Incorporating Excusable Delays Into Firm Fixed-Price Subcontracts May Create Liability

May 14, 2024

In L3Harris Maritime Services, Inc f/k/a L-3 Unidyne, Inc. v. BAE Systems, Norfolk Ship Repair Inc., U.S. Magistrate Judge Robert Krask from the Norfolk Division of the Eastern District of Virginia recently held that, even in a firm fixed-price contract, requiring a subcontractor to maintain its contractually agreed-upon deadlines, even implicitly, may create liability for a constructive acceleration if the subcontractor’s reason for delay is excusable under 48 C.F.R. § 52.249-14.

BAE entered into a 2017 prime contract with the U.S. Navy and then a firm fixed-price subcontract with L3Harris. L3Harris’ period of performance was extended several times under the terms of the subcontract, but in March 2020, it suffered serious unforeseen delays due to the COVID-19 pandemic. The subcontract incorporated 48 C.F.R. § 52.249-14 into its terms and therefore explicitly made delays due to epidemics and quarantine restrictions excusable. 48 C.F.R. § 52.249-14(5) – (6). Despite that language, BAE did not slow work, stop work or allow for any divergence from previously agreed-upon deadlines. As a result, L3Harris pressed on and the price of testing and masking for staff to work in the pandemic and meet the original deadlines exponentially increased its cost. L3Harris also claimed BAE failed to take necessary steps to support its timely performance.

L3Harris filed suit alleging breaches of contract for failure to pay for constructive changes under the change clause in its subcontract. L3Harris argued that, by requiring it to meet the original project deadlines through the pandemic, BAE was responsible for a constructive acceleration of the contract. L3Harris additionally asserted that BAE engaged in several affirmative acts that delayed performance and therefore constituted compensable constructive changes.

BAE moved to dismiss L3Harris’s claims for pandemic-related delays, arguing that in a firm fixed-price contract, the subcontractor assumes the risk of unforeseen circumstances.
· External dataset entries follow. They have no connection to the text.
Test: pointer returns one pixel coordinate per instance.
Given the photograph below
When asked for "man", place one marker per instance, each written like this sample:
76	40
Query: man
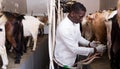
113	34
68	36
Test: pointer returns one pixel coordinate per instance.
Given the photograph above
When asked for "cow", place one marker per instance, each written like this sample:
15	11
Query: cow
96	23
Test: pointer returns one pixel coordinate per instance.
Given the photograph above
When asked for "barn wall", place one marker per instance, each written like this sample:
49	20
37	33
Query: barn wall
91	5
38	7
15	6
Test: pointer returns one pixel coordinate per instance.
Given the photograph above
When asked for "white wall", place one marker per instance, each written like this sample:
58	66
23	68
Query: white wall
36	7
91	5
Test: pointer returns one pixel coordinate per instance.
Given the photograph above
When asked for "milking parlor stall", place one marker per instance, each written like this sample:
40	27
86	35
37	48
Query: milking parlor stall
28	33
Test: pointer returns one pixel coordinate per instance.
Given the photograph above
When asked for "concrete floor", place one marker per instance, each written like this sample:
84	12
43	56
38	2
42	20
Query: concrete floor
26	56
101	63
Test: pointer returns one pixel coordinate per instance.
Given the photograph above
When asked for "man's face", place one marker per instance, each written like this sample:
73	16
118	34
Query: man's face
79	16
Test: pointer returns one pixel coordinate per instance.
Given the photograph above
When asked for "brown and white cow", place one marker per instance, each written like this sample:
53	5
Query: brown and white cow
97	29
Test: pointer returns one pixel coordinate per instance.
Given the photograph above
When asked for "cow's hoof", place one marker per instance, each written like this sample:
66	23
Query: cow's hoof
17	61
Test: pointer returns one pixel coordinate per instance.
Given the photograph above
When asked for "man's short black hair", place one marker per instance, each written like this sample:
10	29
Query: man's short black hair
77	6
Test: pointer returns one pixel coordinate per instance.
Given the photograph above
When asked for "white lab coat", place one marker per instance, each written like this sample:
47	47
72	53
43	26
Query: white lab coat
68	36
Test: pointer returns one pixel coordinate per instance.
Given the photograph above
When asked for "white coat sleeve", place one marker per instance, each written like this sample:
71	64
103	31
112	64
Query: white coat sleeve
72	45
83	41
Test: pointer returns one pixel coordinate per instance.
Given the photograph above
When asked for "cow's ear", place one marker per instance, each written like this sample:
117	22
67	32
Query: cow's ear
90	17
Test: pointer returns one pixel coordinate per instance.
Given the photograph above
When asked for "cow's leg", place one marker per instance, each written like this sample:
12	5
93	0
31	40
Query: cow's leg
35	40
4	58
28	43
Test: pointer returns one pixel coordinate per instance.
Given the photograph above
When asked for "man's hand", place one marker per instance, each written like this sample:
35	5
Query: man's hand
94	43
100	48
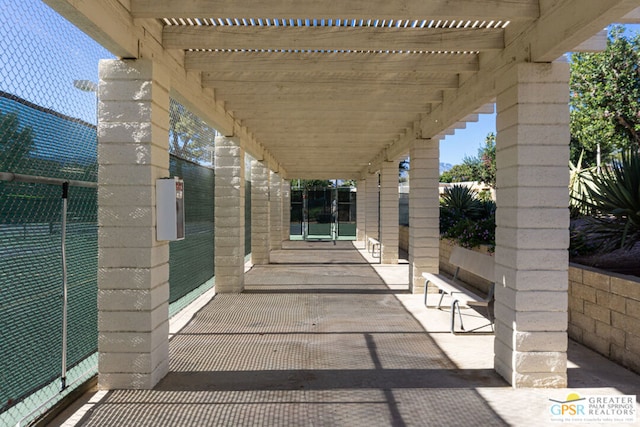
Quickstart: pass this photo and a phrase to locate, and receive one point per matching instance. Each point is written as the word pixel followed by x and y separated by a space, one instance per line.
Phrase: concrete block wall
pixel 361 213
pixel 372 204
pixel 424 211
pixel 286 210
pixel 532 223
pixel 229 215
pixel 389 213
pixel 604 314
pixel 403 238
pixel 133 267
pixel 275 203
pixel 260 213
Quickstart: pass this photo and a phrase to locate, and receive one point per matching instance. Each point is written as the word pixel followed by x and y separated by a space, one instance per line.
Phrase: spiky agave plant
pixel 463 200
pixel 615 198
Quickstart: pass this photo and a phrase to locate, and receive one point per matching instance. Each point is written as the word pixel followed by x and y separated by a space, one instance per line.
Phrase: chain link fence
pixel 47 136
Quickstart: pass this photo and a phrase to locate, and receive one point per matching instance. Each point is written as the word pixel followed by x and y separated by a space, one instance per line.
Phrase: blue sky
pixel 52 75
pixel 466 142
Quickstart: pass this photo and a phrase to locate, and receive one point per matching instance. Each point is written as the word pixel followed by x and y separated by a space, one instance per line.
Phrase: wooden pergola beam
pixel 353 9
pixel 364 39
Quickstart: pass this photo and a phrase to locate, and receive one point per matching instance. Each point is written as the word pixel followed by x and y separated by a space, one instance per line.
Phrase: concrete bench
pixel 474 262
pixel 371 246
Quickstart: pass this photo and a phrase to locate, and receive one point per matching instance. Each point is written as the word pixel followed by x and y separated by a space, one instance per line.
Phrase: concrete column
pixel 286 210
pixel 532 220
pixel 361 203
pixel 372 204
pixel 260 213
pixel 389 215
pixel 133 267
pixel 424 211
pixel 276 211
pixel 229 215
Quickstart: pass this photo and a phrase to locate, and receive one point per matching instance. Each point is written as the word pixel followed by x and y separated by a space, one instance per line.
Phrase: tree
pixel 481 168
pixel 458 173
pixel 487 156
pixel 190 137
pixel 16 142
pixel 605 97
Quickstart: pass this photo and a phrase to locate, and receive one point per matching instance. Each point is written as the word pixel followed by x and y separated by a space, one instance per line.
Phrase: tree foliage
pixel 605 97
pixel 191 138
pixel 481 168
pixel 16 142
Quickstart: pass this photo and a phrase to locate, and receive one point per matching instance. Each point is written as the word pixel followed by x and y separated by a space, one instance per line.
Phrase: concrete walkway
pixel 324 338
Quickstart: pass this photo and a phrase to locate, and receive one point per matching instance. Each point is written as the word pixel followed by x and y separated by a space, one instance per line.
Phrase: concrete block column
pixel 286 210
pixel 260 213
pixel 276 211
pixel 229 215
pixel 532 220
pixel 361 203
pixel 133 267
pixel 372 200
pixel 424 211
pixel 389 215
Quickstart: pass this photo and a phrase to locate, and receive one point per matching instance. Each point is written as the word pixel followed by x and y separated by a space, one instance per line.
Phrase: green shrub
pixel 614 197
pixel 466 219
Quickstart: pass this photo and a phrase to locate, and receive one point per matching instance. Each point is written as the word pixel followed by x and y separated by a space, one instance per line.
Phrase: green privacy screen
pixel 191 259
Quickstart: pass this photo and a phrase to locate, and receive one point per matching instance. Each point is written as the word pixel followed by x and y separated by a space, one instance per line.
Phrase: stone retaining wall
pixel 604 313
pixel 604 308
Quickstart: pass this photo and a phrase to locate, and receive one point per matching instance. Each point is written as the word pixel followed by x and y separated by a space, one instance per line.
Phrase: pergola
pixel 327 89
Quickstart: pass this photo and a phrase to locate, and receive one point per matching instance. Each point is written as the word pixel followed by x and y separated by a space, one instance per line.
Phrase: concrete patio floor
pixel 325 337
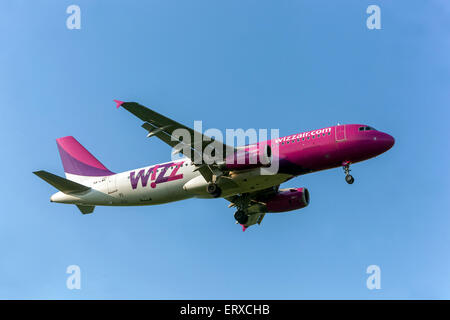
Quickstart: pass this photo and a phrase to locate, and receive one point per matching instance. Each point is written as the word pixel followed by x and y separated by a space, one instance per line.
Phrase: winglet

BAE also moved to dismiss claims relating to the affirmative acts that L3Harris claimed delayed performance.

Judge Krask granted BAE’s motion to dismiss pertaining to affirmative acts that delayed performance, explaining that, even though the acts may have delayed L3Harris’s performance, they did not constitute changes under the subcontract.

For the pandemic-related expenses, however, Krask denied BAE’s motion to dismiss and held that because an epidemic is an excusable delay in 48 C.F.R. § 52.249-14, expecting L3Harris to perform on schedule with the original deadline constituted a constructive acceleration. Krask went on to explain that precedent has deemed constructive accelerations to be a type of constructive change, and therefore, L3Harris met its burden in pleading a breach under the change clause for the COVID-19 delays.

In addition to the excusable delays section, L3Harris’ subcontract incorporated 48 C.F.R. § 52.243-1, which stated that “[i]f any such change causes an increase or decrease in the cost of, or the time required for, performance of any part of the work under this contract, [BAE] shall make an equitable adjustment in the contract price, the delivery schedule, or both, and shall modify the contract.”

Because of its incorporation of prime contract terms, BAE created an unforeseen and unnecessary source of liability despite having a firm fixed-price contract.